Re: [PATCH v6] vfio error recovery: kernel support
From: Alex Williamson
Date: Thu Apr 06 2017 - 11:31:35 EST
On Thu, 6 Apr 2017 16:49:35 +0800
Cao jin <caoj.fnst@xxxxxxxxxxxxxx> wrote:
> On 04/06/2017 05:56 AM, Michael S. Tsirkin wrote:
> > On Wed, Apr 05, 2017 at 04:54:33PM +0800, Cao jin wrote:
> >> Apparently, I don't have experience to induce non-fatal error, device
> >> error is more of a chance related with the environment(temperature,
> >> humidity, etc) as I understand.
> >
> > I'm not sure how to interpret this statement. I think what Alex is
> > saying is simply that patches should include some justification. They
> > make changes but what are they improving?
> > For example:
> >
> > I tested device ABC in conditions DEF. Without a patch VM
> > stops. With the patches applied VM recovers and proceeds to
> > use the device normally.
> >
> > is one reasonable justification imho.
> >
>
> Got it. But unfortunately, until now, I haven't seen a VM stop caused by
> a real device non-fatal error during device assignment(Only saw real
> fatal errors after start VM).
> On one side, AER error could occur theoretically; on the other side,
> seldom people have seen a VM stop caused by AER. Now I am asked that do
> I have a real evidence or scenario to prove that this patchset is really
> useful? I don't, and we all know it is hard to trigger a real hardware
> error, so, seems I am pushed into the corner. I guess these questions
> also apply for AER driver's author, if the scenario is easy to
> reproduce, there is no need to write aer_inject to fake errors.

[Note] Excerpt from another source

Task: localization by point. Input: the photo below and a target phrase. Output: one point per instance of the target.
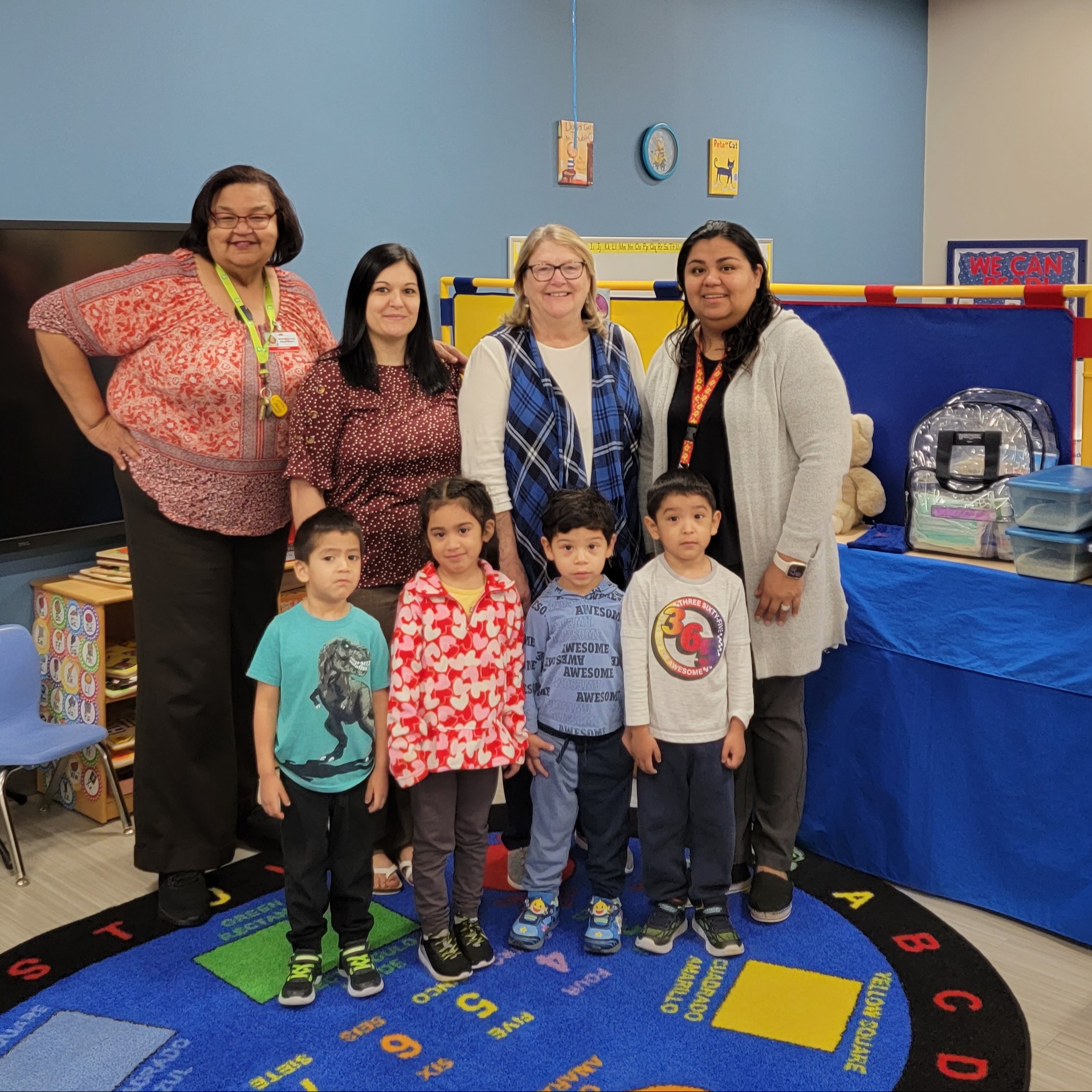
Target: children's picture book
(723, 167)
(576, 157)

Yes, non-fatal errors are rare, so rare in fact that I wonder if
anything actually implements them. Could we take a survey of Linux
drivers with AER support and see which ones actually do anything useful
on a non-fatal error? I know fatal errors exist, I've seen them. The
situation I want to avoid is adding non-fatal AER support that never
gets used and just gets in the way of the next attempt to support fatal
error recovery. We're extending the user ABI here, which means that
for any feature we add, we need to consider how we'll support it long
term and how we'll deprecate it or further extend it when the next
level of support comes. I'm reluctant to add code that only partially
solves a problem and only addresses the side of the problem that we're
not even sure occurs. Thanks,
Alex